Inconsistency with R-A District Intent and Neighborhood Protection Goals

The proposed change allowing daycare centers outright in R-A is also inconsistent with the stated intent of the R-A zone and the broader goals of Bozeman’s development code. The Residential-A district is defined as an area “primarily to accommodate a variety of residential housing options” (single-family homes, ADUs, duplexes, etc.), with only “compatible…park, open space, utility, and day care uses” supplementing the residential uses. This language emphasizes compatibility – acknowledging that non-residential uses may be allowed only if they harmonize with the low-density residential character. A blanket “by-right” permission for large daycare centers fails this test. It presumes all such facilities are automatically compatible, when in reality compatibility depends on context (site size, street capacity, adjacent uses, etc.). The current Special Use Permit requirement is exactly how the City has ensured only compatible daycares operate in residential zones – by evaluating each proposal against criteria and potentially denying or conditioning those that would disrupt neighborhood character. By removing this discretionary filter, the City would be effectively abandoning the R-A district’s protective intent.
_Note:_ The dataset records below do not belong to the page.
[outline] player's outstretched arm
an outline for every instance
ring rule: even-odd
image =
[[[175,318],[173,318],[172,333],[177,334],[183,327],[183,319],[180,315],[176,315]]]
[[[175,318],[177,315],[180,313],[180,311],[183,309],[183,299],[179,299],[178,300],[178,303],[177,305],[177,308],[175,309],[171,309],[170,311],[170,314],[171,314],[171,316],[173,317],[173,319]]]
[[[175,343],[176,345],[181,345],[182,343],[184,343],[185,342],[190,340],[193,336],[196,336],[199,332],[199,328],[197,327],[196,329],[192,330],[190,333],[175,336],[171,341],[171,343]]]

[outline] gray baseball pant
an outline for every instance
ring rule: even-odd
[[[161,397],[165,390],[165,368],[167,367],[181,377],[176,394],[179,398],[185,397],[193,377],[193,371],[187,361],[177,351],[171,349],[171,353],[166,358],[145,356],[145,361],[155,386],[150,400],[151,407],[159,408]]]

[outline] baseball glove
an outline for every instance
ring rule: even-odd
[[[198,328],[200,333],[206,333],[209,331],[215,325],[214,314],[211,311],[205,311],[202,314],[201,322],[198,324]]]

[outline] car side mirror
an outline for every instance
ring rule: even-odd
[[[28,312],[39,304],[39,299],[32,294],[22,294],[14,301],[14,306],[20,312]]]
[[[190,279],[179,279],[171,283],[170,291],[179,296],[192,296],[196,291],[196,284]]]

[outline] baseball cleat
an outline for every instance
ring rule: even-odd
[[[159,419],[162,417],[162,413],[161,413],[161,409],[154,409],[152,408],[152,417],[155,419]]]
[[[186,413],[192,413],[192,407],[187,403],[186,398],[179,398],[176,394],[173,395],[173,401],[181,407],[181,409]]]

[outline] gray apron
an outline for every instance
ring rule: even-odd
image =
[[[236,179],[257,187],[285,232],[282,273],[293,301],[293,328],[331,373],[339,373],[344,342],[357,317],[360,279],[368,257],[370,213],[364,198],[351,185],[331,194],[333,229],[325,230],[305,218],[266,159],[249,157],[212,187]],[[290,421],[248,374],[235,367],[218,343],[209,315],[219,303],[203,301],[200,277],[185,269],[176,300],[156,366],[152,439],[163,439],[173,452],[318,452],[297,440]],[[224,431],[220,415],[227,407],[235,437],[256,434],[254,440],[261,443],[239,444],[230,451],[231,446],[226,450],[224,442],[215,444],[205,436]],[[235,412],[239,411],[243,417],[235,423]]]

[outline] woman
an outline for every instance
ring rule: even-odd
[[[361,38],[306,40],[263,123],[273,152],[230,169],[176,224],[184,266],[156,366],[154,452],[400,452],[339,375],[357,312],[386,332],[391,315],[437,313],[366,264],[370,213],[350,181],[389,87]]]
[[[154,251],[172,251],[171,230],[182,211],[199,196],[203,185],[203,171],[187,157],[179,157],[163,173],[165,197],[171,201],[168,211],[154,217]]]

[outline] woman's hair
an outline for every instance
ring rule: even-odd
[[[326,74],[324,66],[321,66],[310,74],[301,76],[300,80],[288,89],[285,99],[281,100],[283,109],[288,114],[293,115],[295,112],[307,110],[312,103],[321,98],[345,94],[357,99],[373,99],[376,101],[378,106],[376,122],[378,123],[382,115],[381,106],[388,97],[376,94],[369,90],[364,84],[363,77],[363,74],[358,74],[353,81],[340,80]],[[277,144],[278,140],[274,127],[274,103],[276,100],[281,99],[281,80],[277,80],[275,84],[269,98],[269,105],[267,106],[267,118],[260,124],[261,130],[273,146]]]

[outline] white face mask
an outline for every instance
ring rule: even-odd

Moreover, one of the fundamental aims of zoning is to protect established neighborhoods and the public interest from incompatible land use intrusions. The U.S. Supreme Court in Euclid upheld separating different uses on the basis that it bears a “substantial relation to the public health, safety, morals, or general welfare” (see Village of Euclid v. Ambler Realty Co., 272 U.S. 365 (1926)). While a daycare center is not an “offensive trade,” on a small quiet street it can pose analogous conflicts (traffic hazards, noise, parking overflow) that threaten residents’ safety and comfort if unmitigated. Good planning practices urge careful integration of such uses, not an unchecked allowance. The proposed change runs counter to Bozeman’s own goals of preserving neighborhood character and quality of life. It risks unintended consequences, such as de facto commercial operations popping up on residential blocks without proper oversight, potentially eroding residents’ trust in the zoning scheme meant to protect their environs.

Conclusion: Retain Special Use Permit Oversight for Daycare Centers in R-A

In summary, I urge the City to reject the draft provision permitting daycare centers by right in the R-A district. Larger childcare centers, while valuable to the community, behave more like community-commercial uses than home uses in their intensity of impacts. The Special Use Permit process is the proven tool to balance the benefits of such facilities with the need to safeguard neighborhood character, public safety, and residents’ peace. Removing that tool would be a disservice to thoughtful planning. It would deprive the City of oversight and compromise the compatibility standards that have long guided development in Bozeman’s residential districts.

The better course is to continue treating daycare centers in low-density residential areas as a use requiring discretionary approval, subject to case-specific conditions and public input. This approach aligns with established planning practice and the City’s development objectives. By maintaining the Special Use Permit requirement, Bozeman can support the expansion of childcare services in a responsible, context-sensitive manner – ensuring that any new daycare centers truly fit our neighborhoods, rather than being imposed by-right regardless of consequences. I appreciate your consideration and urge you to uphold the integrity of the R-A zone by not allowing this proposed change to move forward.

This is not the solution to the daycare problem in the community and to challenge this proposal is not a mere manifestation of NIMBYism. What has been proposed is simply not sound professional planning practice.